Но если мы даже оставим отдельные и частные указания Евангелия на этот счет, а обратимся ко всему делу Христову на земле, то оно-то и есть высшая степень положения души за други своя, высшая мера жертвенной любви и отдачи, которую только знало человечество. Ибо так возлюбил Бог мир, что отдал Сына Своего Единородного… (Ин. 3:16) – к такой же любви призывая и нас. Нет и не может быть последования по Христовым стопам без приятия на себя какой-то, хотя бы самой малой, доли соучастия в этом жертвенном подвиге любви. Всякий, возлюбляющий мир, всякий, отдающий душу свою за других, всякий, готовый ценою отлучения от Христа добиться спасения братьев своих, – есть ученик и последователь Христов. И наоборот: всякий, пребывающий в искушении одного только самоспасения, всякий, не приемлющий на себя ответственности за боль и грех мира, всякий, идущий путем хотя бы «святого» эгоизма, – просто не слышит, о чем говорит Христос, и не видит, за что принес Он Свою Голгофскую жертву.

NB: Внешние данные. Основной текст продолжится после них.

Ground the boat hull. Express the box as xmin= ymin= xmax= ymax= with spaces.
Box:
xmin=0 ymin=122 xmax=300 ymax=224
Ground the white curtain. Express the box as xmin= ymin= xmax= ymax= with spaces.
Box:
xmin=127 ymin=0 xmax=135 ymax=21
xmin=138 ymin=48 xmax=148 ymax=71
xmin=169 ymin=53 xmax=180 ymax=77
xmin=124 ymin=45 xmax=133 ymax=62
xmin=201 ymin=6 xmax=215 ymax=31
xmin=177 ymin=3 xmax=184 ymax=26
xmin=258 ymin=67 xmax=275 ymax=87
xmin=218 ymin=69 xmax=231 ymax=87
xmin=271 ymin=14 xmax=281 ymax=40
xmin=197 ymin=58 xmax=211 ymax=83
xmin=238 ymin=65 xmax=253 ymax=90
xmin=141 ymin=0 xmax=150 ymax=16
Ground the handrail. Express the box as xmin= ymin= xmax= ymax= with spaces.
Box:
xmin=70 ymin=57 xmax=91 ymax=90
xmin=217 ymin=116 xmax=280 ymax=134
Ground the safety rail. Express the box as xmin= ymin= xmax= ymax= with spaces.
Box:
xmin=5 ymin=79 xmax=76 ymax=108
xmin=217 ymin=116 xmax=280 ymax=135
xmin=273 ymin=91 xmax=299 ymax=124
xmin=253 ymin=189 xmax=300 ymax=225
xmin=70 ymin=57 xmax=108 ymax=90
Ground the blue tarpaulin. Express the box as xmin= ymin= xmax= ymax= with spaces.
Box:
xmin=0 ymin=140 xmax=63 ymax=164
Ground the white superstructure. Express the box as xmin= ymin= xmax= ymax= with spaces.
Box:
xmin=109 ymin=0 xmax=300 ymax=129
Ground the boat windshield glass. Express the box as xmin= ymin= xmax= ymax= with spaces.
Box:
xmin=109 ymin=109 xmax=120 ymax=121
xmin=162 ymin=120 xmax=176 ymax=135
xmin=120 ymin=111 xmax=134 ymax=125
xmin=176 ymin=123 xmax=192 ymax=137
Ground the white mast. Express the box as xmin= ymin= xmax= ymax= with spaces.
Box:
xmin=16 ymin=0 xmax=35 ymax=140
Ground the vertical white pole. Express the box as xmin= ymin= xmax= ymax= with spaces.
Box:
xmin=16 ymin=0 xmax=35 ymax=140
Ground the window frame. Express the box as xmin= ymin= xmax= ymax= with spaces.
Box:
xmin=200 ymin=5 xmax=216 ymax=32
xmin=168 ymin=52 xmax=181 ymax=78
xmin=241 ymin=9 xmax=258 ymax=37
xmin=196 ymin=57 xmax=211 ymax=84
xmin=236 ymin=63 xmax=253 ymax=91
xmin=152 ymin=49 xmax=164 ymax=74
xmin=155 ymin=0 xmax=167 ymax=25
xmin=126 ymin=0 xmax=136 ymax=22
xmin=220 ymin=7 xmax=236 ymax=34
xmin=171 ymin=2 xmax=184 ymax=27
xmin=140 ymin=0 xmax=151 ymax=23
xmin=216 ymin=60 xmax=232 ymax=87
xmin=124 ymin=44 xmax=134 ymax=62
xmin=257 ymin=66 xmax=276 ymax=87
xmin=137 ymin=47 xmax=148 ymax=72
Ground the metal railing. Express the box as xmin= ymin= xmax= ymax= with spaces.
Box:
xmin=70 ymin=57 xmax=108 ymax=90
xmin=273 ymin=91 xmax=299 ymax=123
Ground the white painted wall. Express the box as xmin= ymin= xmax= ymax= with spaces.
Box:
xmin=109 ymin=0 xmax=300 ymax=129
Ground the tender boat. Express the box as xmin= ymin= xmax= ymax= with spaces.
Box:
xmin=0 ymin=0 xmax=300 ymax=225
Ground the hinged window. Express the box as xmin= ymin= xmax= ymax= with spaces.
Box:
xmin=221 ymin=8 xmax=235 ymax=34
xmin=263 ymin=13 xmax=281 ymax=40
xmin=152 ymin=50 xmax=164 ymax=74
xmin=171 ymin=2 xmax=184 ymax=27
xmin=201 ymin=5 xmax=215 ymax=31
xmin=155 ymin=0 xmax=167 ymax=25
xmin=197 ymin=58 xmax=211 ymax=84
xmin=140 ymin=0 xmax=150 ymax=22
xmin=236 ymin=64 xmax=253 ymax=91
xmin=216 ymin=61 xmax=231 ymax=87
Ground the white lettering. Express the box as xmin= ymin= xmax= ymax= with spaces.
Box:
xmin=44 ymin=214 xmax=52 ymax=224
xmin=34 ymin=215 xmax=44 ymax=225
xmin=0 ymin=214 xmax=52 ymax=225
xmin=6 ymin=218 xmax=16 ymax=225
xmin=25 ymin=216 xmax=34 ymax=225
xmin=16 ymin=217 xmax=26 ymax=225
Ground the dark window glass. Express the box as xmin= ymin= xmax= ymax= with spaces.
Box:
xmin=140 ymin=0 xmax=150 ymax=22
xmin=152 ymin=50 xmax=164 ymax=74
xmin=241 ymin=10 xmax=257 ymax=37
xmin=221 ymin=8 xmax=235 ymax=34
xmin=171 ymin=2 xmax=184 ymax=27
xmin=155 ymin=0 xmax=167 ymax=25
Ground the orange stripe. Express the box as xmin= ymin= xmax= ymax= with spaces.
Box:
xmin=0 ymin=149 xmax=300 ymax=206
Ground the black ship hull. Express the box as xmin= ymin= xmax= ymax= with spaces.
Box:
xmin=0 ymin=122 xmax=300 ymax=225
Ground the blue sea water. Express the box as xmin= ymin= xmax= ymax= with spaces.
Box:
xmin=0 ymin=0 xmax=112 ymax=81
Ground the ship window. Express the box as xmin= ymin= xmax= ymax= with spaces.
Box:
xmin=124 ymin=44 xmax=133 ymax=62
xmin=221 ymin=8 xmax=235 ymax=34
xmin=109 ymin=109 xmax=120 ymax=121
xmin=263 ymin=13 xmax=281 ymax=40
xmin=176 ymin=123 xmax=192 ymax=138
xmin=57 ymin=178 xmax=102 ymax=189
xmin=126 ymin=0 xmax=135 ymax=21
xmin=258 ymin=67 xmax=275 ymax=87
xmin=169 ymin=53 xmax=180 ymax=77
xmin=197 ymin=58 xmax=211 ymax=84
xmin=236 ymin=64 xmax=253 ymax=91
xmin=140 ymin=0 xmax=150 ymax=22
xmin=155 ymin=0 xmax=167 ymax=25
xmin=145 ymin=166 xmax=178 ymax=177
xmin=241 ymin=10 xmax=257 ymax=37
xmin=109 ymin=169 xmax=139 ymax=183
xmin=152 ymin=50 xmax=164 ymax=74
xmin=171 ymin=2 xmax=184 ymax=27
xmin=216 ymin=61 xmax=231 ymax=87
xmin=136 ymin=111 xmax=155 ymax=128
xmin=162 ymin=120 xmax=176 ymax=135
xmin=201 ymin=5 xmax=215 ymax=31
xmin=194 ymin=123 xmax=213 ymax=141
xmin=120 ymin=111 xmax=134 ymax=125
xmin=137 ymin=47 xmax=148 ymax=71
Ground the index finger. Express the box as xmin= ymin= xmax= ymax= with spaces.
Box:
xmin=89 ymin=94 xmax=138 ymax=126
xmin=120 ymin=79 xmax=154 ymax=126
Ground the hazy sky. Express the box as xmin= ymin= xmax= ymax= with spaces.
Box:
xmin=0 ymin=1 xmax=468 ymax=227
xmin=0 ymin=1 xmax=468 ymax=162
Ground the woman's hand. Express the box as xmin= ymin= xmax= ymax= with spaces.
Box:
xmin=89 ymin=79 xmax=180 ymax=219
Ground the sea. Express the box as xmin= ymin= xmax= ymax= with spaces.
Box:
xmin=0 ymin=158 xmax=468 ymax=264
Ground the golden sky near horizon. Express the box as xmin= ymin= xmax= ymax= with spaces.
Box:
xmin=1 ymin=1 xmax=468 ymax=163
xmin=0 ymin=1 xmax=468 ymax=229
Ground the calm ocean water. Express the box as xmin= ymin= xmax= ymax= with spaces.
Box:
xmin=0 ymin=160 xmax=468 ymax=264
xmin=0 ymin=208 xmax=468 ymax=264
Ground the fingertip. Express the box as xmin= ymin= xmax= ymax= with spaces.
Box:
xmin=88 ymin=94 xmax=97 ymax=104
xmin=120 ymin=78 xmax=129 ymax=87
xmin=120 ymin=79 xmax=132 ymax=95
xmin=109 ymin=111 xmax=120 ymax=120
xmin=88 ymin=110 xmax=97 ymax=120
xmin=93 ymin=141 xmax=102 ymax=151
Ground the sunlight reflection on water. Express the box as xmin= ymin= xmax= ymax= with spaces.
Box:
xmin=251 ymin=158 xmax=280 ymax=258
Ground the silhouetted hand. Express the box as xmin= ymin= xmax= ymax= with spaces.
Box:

Тут важно только еще подчеркнуть, что очень часто различные упражнения во внешних добродетелях – кормлении странников, призрении нищих и так далее – как будто приемлются и теми, кто идет путем самоспасения. Но приемлются как некие полезные для их души аскетические упражнения. Конечно, не о такой любви учит нас Евангелие и не в жертву такой любви был распят Христос. Его любовь, дарованная в наследие нам, есть подлинная жертвенная любовь, отдача души не для того, чтобы этим приобрести ее как бы с процентами, так как в ближнем открывается образ Божий, не акт во имя свое, а акт во имя ближнего. Тут нельзя рассуждать так: Христос нам дал твердое и неложное указание, что мы встречаем Его Самого в каждом убогом и несчастном. Примем это к сведению и окажем этому убогому и несчастному любовь, потому что он сам только кажется таким, а на самом деле он Царь Небесный, и за ним наши дары не пропадут, а вернутся к нам сторицею. Нет, убогий и несчастный есть действительно убогий и несчастный – а в нем в уничиженном виде действительно присутствует Христос, – и мы его принимаем во имя самой любви Христовой не от того, что нам от этого будет награда, а от того, что мы пламенеем этой жертвенной Христовой любовью, и соединяемся в ней с Ним, с Его крестными страданиями, и страдаем не ради своего очищения и спасения, а ради убогого и несчастного, которому эти наши страдания облегчают его собственные. Нельзя жертвенно любить во имя свое – можно жертвенно любить только во имя Христово, во имя образа Божия, открывающегося нам в человеке.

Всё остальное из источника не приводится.